In the co-packaged medication nirmatrelvir/ritonavir, ritonavir serves to slow the metabolism of nirmatrelvir via cytochrome enzyme inhibition, thereby increasing the circulating concentration of the main drug. This effect is also used in HIV therapy, where ritonavir is used in combination with another protease inhibitor to similarly enhance their pharmacokinetics.

== Society and culture ==

=== Licensing ===
In November 2021, Pfizer signed a license agreement with the United Nations–backed Medicines Patent Pool to allow nirmatrelvir to be manufactured and sold in 95 countries. Pfizer stated that the agreement will allow local medicine manufacturers to produce the pill "with the goal of facilitating greater access to the global population". The deal excludes several countries with major COVID-19 outbreaks including Brazil, China, Russia, Argentina, and Thailand.

=== Names ===
Nirmatrelvir is the international nonproprietary name

== Research ==

The research that led to nirmatrelvir began in March 2020, when Pfizer formally launched a project at its Cambridge, Massachusetts site to develop antiviral drugs for treating COVID-19. In July 2020, Pfizer chemists were able to synthesize nirmatrelvir for the first time. In September 2020, Pfizer completed a pharmacokinetic study in rats which suggested that nirmatrelvir could be administered orally. The actual synthesis of the drug for laboratory research and for clinical trials was carried out at Pfizer's Groton, Connecticut site.
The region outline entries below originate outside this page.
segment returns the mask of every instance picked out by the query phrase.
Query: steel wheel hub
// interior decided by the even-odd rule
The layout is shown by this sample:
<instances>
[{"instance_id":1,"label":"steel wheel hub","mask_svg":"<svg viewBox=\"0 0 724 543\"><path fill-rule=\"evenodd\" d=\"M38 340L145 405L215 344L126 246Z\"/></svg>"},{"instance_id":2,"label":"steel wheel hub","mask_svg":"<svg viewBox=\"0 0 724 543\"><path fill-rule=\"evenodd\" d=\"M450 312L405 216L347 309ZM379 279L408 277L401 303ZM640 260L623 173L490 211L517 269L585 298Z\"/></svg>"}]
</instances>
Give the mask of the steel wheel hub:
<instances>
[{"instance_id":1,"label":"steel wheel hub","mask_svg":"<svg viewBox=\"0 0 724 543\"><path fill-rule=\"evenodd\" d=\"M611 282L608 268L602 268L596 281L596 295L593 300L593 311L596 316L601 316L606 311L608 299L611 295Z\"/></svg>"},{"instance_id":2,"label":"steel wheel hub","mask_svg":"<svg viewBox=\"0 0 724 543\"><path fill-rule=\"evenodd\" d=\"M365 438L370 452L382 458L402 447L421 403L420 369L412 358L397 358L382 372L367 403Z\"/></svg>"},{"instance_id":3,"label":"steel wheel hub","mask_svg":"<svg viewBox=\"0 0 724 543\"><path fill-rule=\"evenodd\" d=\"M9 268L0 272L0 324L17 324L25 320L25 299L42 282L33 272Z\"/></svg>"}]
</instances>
In February 2021, Pfizer launched the company's first phase I trial of PF-07321332 (nirmatrelvir) at its clinical research unit in New Haven, Connecticut.

A study published in March 2023 reported that treatment with nirmatrelvir within five days of initial infection reduced the risk of long COVID relative to patients who did not receive Paxlovid.

A 2024 study found that "the time to sustained alleviation of all signs and symptoms of Covid-19 did not differ significantly between participants who received nirmatrelvir–ritonavir and those who received placebo."